Tabasco/southwestern hot sauce of your preference (I used Tapatio’s, but use what you like)

Mix and heat.

I use this recipe as a way to double what I get out of the prepared soups which can be on the expensive end if you’re buying one that’s wheat and sugar (i.e. corn syrup) free.  It’s easy, it’s quick, hot, filling, delicious and fairly healthy. Plus, if the boxed soup is good (and TJ’s version is), this will taste like you picked, peeled and roasted the squash yourself.

Come back this weekend for the unveiling of some fantastic soups and stews!
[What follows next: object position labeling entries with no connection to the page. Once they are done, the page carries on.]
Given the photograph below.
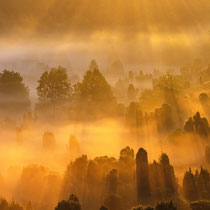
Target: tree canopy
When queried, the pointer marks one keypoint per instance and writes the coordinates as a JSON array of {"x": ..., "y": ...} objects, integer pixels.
[
  {"x": 14, "y": 94},
  {"x": 54, "y": 87}
]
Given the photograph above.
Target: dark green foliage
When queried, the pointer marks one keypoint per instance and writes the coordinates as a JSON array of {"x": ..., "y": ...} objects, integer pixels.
[
  {"x": 142, "y": 208},
  {"x": 189, "y": 186},
  {"x": 94, "y": 96},
  {"x": 132, "y": 92},
  {"x": 134, "y": 117},
  {"x": 197, "y": 125},
  {"x": 48, "y": 141},
  {"x": 200, "y": 205},
  {"x": 54, "y": 87},
  {"x": 207, "y": 154},
  {"x": 112, "y": 181},
  {"x": 113, "y": 202},
  {"x": 168, "y": 176},
  {"x": 165, "y": 206},
  {"x": 75, "y": 177},
  {"x": 142, "y": 177},
  {"x": 103, "y": 208},
  {"x": 196, "y": 186},
  {"x": 5, "y": 205},
  {"x": 164, "y": 117},
  {"x": 14, "y": 95},
  {"x": 71, "y": 204},
  {"x": 204, "y": 98},
  {"x": 93, "y": 65}
]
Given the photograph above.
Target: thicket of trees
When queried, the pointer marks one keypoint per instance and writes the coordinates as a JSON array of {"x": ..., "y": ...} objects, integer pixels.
[
  {"x": 121, "y": 183},
  {"x": 14, "y": 94}
]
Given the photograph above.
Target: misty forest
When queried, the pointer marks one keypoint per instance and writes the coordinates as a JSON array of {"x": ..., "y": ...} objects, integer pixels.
[{"x": 104, "y": 105}]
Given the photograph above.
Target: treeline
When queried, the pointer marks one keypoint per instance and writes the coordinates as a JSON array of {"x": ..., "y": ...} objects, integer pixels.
[
  {"x": 94, "y": 98},
  {"x": 129, "y": 182}
]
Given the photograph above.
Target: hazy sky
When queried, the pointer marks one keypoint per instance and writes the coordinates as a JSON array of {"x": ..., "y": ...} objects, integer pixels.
[{"x": 137, "y": 31}]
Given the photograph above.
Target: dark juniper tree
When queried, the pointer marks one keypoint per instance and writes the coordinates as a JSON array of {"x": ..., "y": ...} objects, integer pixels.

Crockpot bangers and unmash January 26, 2010

Bangers and mash is a dish of mashed potatoes and sausages served for breakfast in England and possibly other places.  All I know is that potatoes and sausage belong together- preferably with some onions for company. Mashed potatoes are too much work for every day, so I usually just dice and pan frymy potatoes.

So when I found a couple recipes for making this delicious combination of starch and protein in a crockpot, my mouth began watering. I can make breakfast while I sleep? whoo hoo!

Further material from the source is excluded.